Choosing the right encoder

ScenarioRecommendedWhy
Web server, many concurrent requestsConcurrentDefaultMergeHeap plays well with thread pools
CLI tool, single-threadedSingleThreadDefaultPriorityMerge is fastest single-threaded
Correctness testingReferenceBufferSweep is simplest to reason about
Very long spans (>1KB)BpeBacktrackO(n) vs O(n log n) matters for long inputs
Memory-constrained embeddedTailSweep or SingleThreadDefaultLower allocation pressure

For most users, the defaults (ConcurrentDefault when parallel, SingleThreadDefault otherwise) are the right choice. The SpanEncoderSelector enum makes switching a one-line change for benchmarking.

The fast path: single-token spans

Before any BPE algorithm runs, the encoder checks whether the entire span is already a single token in the vocabulary. This is a single hash map lookup and is O(1). For common words like "the", "is", " world", this fast path handles the majority of spans.

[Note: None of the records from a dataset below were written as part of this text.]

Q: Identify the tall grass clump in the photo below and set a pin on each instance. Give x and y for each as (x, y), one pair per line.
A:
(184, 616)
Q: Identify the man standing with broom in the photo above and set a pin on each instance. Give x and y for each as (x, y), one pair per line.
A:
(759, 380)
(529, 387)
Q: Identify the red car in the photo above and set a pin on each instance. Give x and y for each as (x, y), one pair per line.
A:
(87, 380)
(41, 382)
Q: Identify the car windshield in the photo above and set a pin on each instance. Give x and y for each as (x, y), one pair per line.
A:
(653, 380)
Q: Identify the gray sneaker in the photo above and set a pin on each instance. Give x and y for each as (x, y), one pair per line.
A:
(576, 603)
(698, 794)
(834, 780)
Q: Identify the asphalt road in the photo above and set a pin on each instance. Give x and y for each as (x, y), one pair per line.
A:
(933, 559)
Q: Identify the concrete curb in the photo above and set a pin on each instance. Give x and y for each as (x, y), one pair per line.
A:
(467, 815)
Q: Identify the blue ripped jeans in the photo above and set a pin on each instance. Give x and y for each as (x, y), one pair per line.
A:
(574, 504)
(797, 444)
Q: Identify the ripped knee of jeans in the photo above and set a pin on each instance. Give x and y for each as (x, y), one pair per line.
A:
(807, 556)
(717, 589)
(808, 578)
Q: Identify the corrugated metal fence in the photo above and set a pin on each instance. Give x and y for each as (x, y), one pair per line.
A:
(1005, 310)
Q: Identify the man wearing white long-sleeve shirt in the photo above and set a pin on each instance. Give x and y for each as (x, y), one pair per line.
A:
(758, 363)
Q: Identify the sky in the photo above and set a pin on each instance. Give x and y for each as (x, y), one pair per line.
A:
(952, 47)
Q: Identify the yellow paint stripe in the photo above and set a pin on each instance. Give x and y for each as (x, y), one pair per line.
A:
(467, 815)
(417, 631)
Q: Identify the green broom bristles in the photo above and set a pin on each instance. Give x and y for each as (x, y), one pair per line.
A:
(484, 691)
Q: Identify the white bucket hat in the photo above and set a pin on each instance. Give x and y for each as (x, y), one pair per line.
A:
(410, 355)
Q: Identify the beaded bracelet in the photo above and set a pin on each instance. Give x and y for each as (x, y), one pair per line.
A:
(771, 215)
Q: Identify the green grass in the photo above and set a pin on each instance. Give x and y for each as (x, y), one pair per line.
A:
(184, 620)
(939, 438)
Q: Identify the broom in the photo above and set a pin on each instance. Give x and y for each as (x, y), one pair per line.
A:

The encode_append_span_ref method in the SpanEncoder trait implements this:

SpanRef::Word(range) => {
    let span = &text[range].as_bytes();
    if let Some(token) = vocab.lookup_token(span) {
        tokens.push(token);  // fast path: single lookup
    } else {
        self.encode_append_compound_span(vocab, span, tokens);  // BPE merge loop
    }
}

In practice, with large vocabularies like o200k_base (200k tokens), the vast majority of spans hit the fast path. BPE only runs on uncommon words, misspellings, and multilingual text that doesn't appear verbatim in the vocabulary.